Frank Daller, 39, Toronto producer of television musical themes, recently accompanied her. He reports, "In India, Bonnies goes around second-class, living in the homes, or with friends, and eating cheap vegetarian meals. The kids regard her as a loving aunt. I was surprised they were so happy, but other things shook me. In poor villages, people who couldn't feed their children begged Bonnie to take them. Of course, there isn't enough room.

Bonnie drives herself. Once, I said something about the sacrifice she and Fred are making, and she told me, "Sacrifice is a word we never use."

Has Bonnie ever missed things that other women consider important: a well-furnished home, an expensive car, a modern kitchen, fashionable clothes? Apparently not. She explains, "We try to live by what Gandhi said - if you possess more than is required for your basic existence, you are stealing from those who don't have enough."

The Cappuccinos, who have also won The Canada Volunteer Award Certificate of Honor for contributions to children and the Ontario Medal for Good Citizenship, believe that their life has been directed by their own needs, personalities and motives, and their answer isn't everybody's answer.

Have they done enough? Has it been worthwhile?

Fred quotes poet Rabindranath Tagore: "'Let me light my lamp', says the star, 'and never debate if it will remove the darkness.'"

Pinky's story

Courtesy of Dorothy Sangster and Chatelaine© Rogers Publishing Ltd

"Pinky" was born with a hole in her heart in Hyderabad, in south-central India. Doctors call her condition "acyanotic heart disease" and believe that if open-heart surgery is to be successful, it should be performed at an early age. When bonnie and PinkyPinky (real name, Swetha Gupta) came to Canada for her operation three and a half years ago, she was already 18 months old. The tiny child, greatly underweight, was given a 50-percent chance of survival.
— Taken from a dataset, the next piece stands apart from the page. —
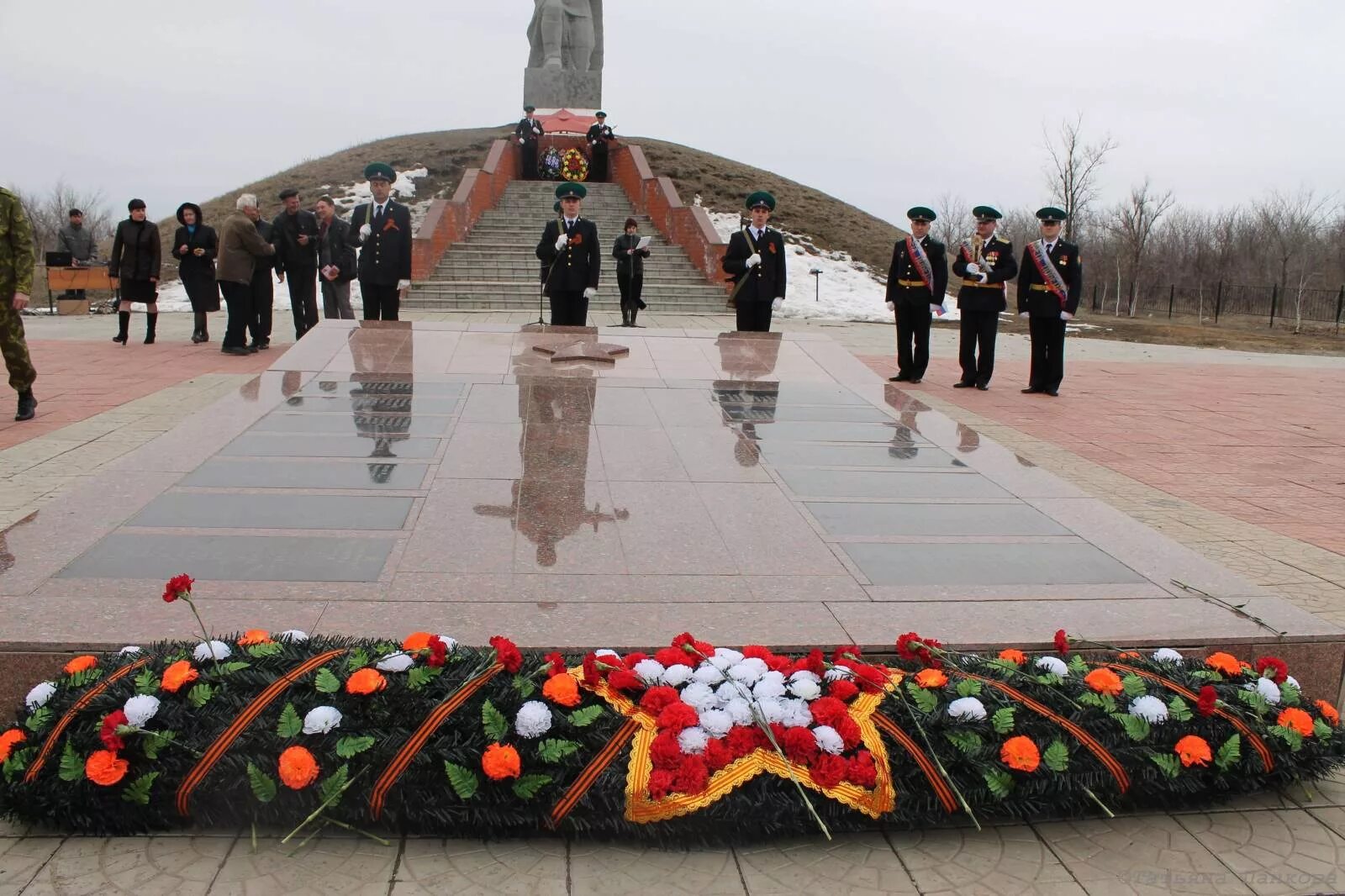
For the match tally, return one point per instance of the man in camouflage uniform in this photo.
(15, 284)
Pinky's story began when Dr. Nat Shah was on a flight during a visit to India and got talking to his seatmate on the airplane. When Shah mentioned that his small niece in New Delhi had had surgery in Ottawa by a renowned physician, Dr. Wilbert Keon, the stranger said he knew of another little girl (Pinky) who desperately needed heart surgery.
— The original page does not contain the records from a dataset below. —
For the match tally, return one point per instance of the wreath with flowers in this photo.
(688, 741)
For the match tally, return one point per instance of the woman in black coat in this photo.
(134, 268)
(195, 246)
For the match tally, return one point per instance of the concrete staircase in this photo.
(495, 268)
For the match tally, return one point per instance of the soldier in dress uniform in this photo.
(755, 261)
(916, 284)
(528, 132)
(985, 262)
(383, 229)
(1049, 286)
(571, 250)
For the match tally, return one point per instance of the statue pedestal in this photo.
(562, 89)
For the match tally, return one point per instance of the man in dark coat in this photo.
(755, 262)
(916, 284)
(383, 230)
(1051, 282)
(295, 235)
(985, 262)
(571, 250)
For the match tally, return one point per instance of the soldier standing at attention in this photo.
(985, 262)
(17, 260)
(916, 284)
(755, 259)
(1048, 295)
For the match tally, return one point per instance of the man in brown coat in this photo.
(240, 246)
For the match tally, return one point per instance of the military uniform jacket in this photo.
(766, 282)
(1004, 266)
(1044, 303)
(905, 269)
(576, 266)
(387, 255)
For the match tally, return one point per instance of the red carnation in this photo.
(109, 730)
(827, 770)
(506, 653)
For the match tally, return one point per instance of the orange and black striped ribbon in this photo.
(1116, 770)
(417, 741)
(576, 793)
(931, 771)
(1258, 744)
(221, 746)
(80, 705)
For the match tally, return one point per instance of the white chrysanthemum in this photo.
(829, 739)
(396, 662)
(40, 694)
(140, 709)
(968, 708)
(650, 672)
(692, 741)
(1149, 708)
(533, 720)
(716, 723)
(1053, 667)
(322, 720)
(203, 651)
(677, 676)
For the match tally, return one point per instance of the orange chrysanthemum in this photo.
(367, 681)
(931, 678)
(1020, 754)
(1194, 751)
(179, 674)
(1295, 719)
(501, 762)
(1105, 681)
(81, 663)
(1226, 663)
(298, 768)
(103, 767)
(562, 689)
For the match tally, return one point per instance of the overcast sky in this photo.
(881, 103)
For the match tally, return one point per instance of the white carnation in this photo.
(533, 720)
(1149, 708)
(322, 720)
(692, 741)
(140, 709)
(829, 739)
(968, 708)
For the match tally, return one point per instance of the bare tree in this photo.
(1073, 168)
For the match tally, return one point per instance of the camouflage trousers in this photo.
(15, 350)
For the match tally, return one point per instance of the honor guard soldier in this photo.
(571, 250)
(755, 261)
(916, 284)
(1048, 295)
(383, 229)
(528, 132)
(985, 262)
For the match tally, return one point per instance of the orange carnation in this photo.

Shah told the Cappuccinos, who responded that Pinky must be brought to Canada for a heart operation - somewhow or other money would be found. Since Pinky's parents could not travel (they had recently adopted a baby boy), Bonnie flew to India and returned with the sick child and her grandparents.

In March, 1987, Dr. Keon and a skilled five-member team mended the hole in Pink's heart in a five-hour operation.

Today, (December, 1990) five-year-old Pinky is alive, in good health, in her homeland.